Subpart A and Subpart B are only separated by a semicolon – but neither “and” nor “or”, as is common – giving rise to the dispute that this provision was unconstitutionally void for vagueness as the statute did not provide notice as to what affiliates are required to be included in the return.
The Alaska Supreme Court rejected the taxpayer’s vagueness argument, finding that when evaluating whether a statute is void for vagueness, a court is tasked with looking beyond the terms in the statute to its history, case law, and other provisions that can assist in establishing a reasonably clear meaning. The court also noted that because the statute in question is a civil statute, and not a criminal one, a more lenient vagueness standard applies. Given these interpretive tools, and the more lenient vagueness standard, the court determined that the law was not unconstitutionally vague, and using the disjunctive “or” between Subparts A and B was appropriate.
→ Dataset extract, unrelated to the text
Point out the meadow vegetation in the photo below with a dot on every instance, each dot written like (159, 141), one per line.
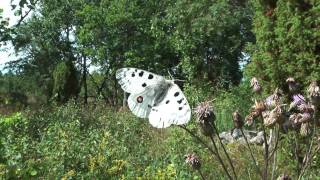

The court also rejected the taxpayer’s Commerce Clause challenge, finding that the law was not facially discriminatory because filing a return was not a discriminatory burden, and the law had no discriminatory effect on interstate commerce—which depends on the apportionment formula, which was not challenged. Finally, the court found that the law was not arbitrary and irrational under the Due Process Clause, noting that the law was based on the reporting threshold used by the IRS, and simply because a law is characterized as numerically arbitrary does not make it constitutionally arbitrary.